Starving of yeast cells leads to a similarly extended lifespan, and indeed starving increases the available amount of NAD^{+} and reduces nicotinamide, both of which have the potential to increase the activity of Sir2. Furthermore, removing the Sir2 gene eliminates the life-extending effect of caloric restriction. Experiments in the nematode Caenorhabditis elegans and in the fruit fly Drosophila melanogaster support these findings. As of 2006, experiments in mice are underway.

However, some other findings call the above interpretation into question. If one measures the lifespan of a yeast cell as the amount of time it can live in a non-dividing stage, then silencing the Sir2 gene actually increases lifespan Furthermore, calorie restriction can substantially prolong reproductive lifespan in yeast even in the absence of Sir2.
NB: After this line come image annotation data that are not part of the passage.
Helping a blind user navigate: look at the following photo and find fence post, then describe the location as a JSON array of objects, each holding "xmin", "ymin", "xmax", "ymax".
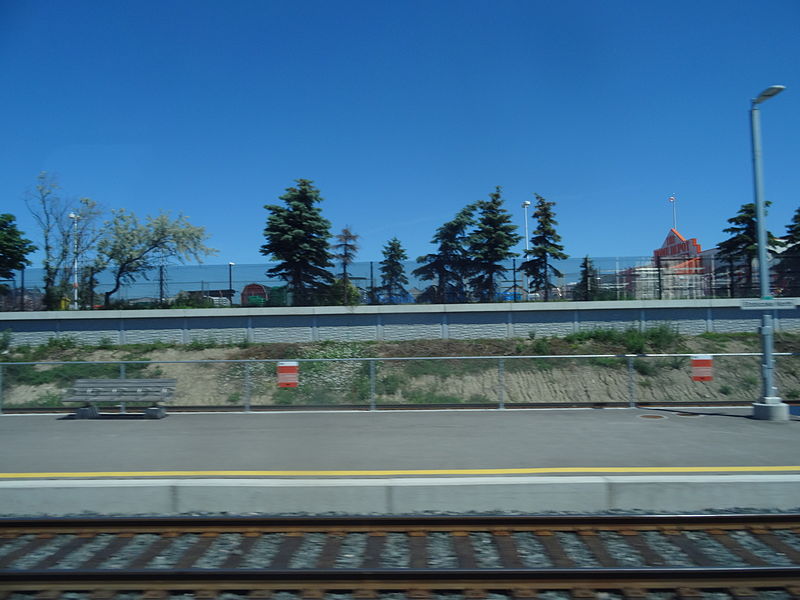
[
  {"xmin": 369, "ymin": 360, "xmax": 376, "ymax": 410},
  {"xmin": 119, "ymin": 363, "xmax": 127, "ymax": 415},
  {"xmin": 497, "ymin": 358, "xmax": 506, "ymax": 410},
  {"xmin": 626, "ymin": 355, "xmax": 636, "ymax": 408},
  {"xmin": 244, "ymin": 359, "xmax": 253, "ymax": 412}
]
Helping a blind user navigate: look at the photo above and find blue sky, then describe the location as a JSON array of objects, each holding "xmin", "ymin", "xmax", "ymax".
[{"xmin": 0, "ymin": 0, "xmax": 800, "ymax": 266}]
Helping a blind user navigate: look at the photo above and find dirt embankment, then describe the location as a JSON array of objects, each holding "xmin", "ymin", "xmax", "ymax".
[{"xmin": 3, "ymin": 335, "xmax": 800, "ymax": 407}]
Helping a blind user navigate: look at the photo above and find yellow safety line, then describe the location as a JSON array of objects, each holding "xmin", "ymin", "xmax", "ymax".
[{"xmin": 0, "ymin": 465, "xmax": 800, "ymax": 479}]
In organisms more complicated than yeast, it appears that Sir2 acts by deacetylation of several other proteins besides histones.
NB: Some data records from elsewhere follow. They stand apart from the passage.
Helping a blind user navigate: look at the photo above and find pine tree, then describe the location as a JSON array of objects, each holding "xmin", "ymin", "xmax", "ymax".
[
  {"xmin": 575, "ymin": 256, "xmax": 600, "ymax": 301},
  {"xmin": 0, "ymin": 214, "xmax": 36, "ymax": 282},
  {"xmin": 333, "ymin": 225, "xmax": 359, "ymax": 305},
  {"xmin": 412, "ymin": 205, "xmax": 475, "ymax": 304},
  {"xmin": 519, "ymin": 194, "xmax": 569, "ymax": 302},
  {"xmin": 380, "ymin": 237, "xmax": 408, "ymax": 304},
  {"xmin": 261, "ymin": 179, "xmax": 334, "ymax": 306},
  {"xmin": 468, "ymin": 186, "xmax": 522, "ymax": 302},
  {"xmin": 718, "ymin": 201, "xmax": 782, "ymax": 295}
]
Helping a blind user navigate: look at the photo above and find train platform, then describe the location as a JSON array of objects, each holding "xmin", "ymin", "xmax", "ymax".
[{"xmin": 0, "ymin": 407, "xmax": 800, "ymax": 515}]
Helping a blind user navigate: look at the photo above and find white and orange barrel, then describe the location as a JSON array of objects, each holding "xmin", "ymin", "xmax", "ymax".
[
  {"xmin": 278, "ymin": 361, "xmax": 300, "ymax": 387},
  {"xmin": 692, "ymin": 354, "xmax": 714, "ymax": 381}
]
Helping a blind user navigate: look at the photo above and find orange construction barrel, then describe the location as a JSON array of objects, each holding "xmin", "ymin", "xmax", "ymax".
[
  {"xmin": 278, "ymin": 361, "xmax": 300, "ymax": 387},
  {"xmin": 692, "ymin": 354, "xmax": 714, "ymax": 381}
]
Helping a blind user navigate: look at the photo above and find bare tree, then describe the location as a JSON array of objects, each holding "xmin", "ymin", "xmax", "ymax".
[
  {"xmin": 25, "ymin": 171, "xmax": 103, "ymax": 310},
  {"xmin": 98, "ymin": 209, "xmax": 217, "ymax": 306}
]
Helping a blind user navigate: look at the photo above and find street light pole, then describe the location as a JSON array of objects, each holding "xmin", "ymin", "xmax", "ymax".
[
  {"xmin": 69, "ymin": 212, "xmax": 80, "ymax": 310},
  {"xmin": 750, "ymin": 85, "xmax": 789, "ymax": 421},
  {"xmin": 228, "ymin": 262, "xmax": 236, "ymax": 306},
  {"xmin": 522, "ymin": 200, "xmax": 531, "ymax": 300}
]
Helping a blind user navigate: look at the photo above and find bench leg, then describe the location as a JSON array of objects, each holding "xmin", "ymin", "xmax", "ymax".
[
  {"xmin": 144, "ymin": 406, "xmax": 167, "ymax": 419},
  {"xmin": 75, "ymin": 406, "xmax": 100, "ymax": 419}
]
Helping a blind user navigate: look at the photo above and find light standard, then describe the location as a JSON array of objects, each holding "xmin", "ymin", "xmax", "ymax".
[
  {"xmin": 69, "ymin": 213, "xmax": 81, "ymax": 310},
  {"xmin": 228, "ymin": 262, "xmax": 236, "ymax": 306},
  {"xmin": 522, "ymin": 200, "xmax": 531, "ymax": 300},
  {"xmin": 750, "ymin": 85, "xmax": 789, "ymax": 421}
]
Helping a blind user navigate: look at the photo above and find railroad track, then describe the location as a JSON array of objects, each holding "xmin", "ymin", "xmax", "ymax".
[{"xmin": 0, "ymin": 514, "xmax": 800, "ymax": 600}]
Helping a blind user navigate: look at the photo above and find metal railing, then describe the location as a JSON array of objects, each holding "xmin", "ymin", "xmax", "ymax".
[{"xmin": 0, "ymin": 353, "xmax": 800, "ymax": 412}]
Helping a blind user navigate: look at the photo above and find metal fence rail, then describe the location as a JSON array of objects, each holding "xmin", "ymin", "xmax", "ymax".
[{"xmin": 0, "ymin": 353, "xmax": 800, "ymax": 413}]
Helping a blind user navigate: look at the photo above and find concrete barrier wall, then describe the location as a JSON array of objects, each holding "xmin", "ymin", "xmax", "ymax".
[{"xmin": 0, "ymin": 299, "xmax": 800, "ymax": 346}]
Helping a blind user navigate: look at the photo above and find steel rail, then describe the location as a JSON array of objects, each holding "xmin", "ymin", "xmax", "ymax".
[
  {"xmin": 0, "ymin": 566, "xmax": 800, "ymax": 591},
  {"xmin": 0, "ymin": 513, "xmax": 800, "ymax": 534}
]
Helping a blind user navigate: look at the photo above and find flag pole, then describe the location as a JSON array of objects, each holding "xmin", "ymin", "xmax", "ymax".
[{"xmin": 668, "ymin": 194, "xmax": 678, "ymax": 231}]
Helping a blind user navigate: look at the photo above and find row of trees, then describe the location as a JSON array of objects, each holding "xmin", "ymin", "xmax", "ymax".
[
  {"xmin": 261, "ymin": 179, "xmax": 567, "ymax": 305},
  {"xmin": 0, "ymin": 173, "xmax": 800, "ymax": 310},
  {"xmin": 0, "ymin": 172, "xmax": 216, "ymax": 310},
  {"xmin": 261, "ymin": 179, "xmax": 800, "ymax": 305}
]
In the fruit fly Drosophila melanogaster, the Sir2 gene does not seem to be essential; loss of a sirtuin gene has only very subtle effects. However, mice lacking the SIRT1 gene (the sir2 biological equivalent) were smaller than normal at birth, often died early or became sterile.

==Inhibition of SIRT1==
Human aging is characterized by a chronic, low-grade inflammation level, and the pro-inflammatory transcription factor NF-κB is the main transcriptional regulator of genes related to inflammation. SIRT1 inhibits NF-κB-regulated gene expression by deacetylating the RelA/p65 subunit of NF-κB at lysine 310. But NF-κB more strongly inhibits SIRT1. NF-κB increases the levels of the microRNA miR-34a (which inhibits nicotinamide adenine dinucleotide NAD+ synthesis) by binding to its promoter region, resulting in lower levels of SIRT1.

Both the SIRT1 enzyme and the poly ADP-ribose polymerase 1 (PARP1) enzyme require NAD+ for activation. PARP1 is a DNA repair enzyme, so in conditions of high DNA damage, NAD+ levels can be reduced 20–30% thereby reducing SIRT1 activity.

==Homologous recombination==

SIRT1 protein actively promotes homologous recombination (HR) in human cells, and likely promotes recombinational repair of DNA breaks. SIRT1-mediated HR requires the WRN protein. WRN protein functions in double-strand break repair by HR. WRN protein is a RecQ helicase, and in its mutated form gives rise to Werner syndrome, a genetic condition in humans characterized by numerous features of premature aging. These findings link SIRT1 function to HR, a DNA repair process that is likely necessary for maintaining the integrity of the genome during aging.